30 años

Estamos de conmemoraciones olímpicas. Pero, como dijo el hábil, lo que no puede ser no puede ser y encima es difícil. O sea, que algunos somos treinta abriles más viejos desde que aquella flecha olímpica encendida cruzó la tinieblas barcelonesa y prendió fuego al pebetero del estadio con la ayuda, anónima, de Vicente Doria, un trabajador de Catalana de Gas.
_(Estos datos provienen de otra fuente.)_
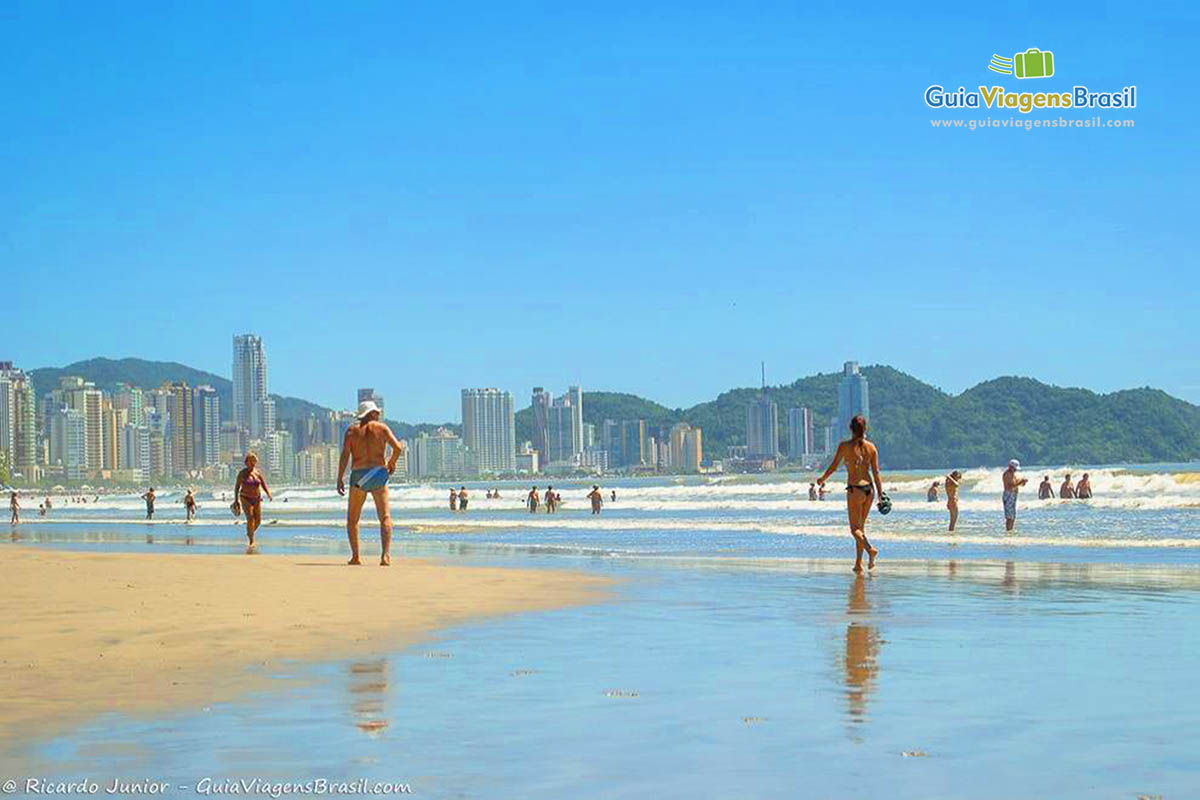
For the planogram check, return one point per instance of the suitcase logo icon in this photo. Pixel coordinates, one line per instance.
(1030, 64)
Treinta abriles más viejos y, de momento, poco más.

El acto institucional que se celebró la semana pasada en el Saló de Cent para conmemorar los 30 abriles de nuestros Juegos Olímpicos fue lo más parecido a uno de esos funerales insípidos e inodoros con los que ahora solemos despedir a los nuestros en los tanatorios. Distingo porque un funeral, como Altísimo manda, está presidido por la solemnidad, por la emoción. Que los organizadores del acto me perdonen, pero hasta algunas bodas civiles que se celebran en ese mismo marco histórico, el Saló de Cent, y que, francamente, no destacan por su estética y, sobre todo, por su ceremonia, que casi siempre recuerda a un bullicioso y colorista supermercado, son más alegres que lo que vi la otra tarde, a través de la televisión.

Solo merece ser rico aquel que demuestra que es capaz de crear riqueza que beneficie a muchos

Creo que uno de los momentos menos tediosos del acto conmemorativo y desconsiderado lo protagonizó la risa que le entró al diseñador Xavier Mariscal cuando una cobla interpretó un fragmento de la sardana de bienvenida que en su momento compuso mi amigo Joan Lluís Moraleda. El levantino, piadoso sin duda de los petardos y los fuegos festivos, quizá pensó que la sardana no suele confortar los ánimos de muchos. De modo que tal vez pensó que si en aquel momento hubiesen entrado en el Saló de Cent, cogidos de la mano y cantando Barcelona , la soprano Montserrat Caballé y el cantante y músico Freddie Mercury, todo habría adquirido otra dimensión. Pero eso ya no puede ser. Aquellos abriles barceloneses, ay, eran tiempos en los que, como escribió Freddy Mercury, “Barcelona abría sus brazos al mundo”.

En el acto que nos ocupa el primer teniente de corregidor, Jaume Collboni, hizo equidad a muchos ausentes olímpicos, pero el único que supo diagnosticar el estado flagrante de nuestra muy maltrecha y deprimida Barcelona, fue el ministro Miquel Iceta. Porque si nuestra ciudad tiene algún futuro necesita líderes como algunos de los que hicieron posible los Juegos Olímpicos de 1992. Líderes, pidió Iceta. Líderes, no oportunistas de medio pelo, que no han creado mínimo porque simplemente no saben. Por eso, para disimular, para intentar demostrar su cómodo sueldo, se han constreñido a destruir lo construido y a colocar a los suyos. Necesitamos todavía burgueses que merezcan serlo. Porque solo merece ser rico aquel que demuestra que es capaz de crear riqueza que beneficie a muchos.

Creo que en el acto institucional celebrado
en el Saló de Cent, las figuras del rey Jaume I
y del histórico conseller Joan Fivaller, todavía habrían agradecido la presencia de la guitarra manola de Xavier Calero, cantando aquella
que acento de ser amigos para siempre. Y eso sí pudo ser.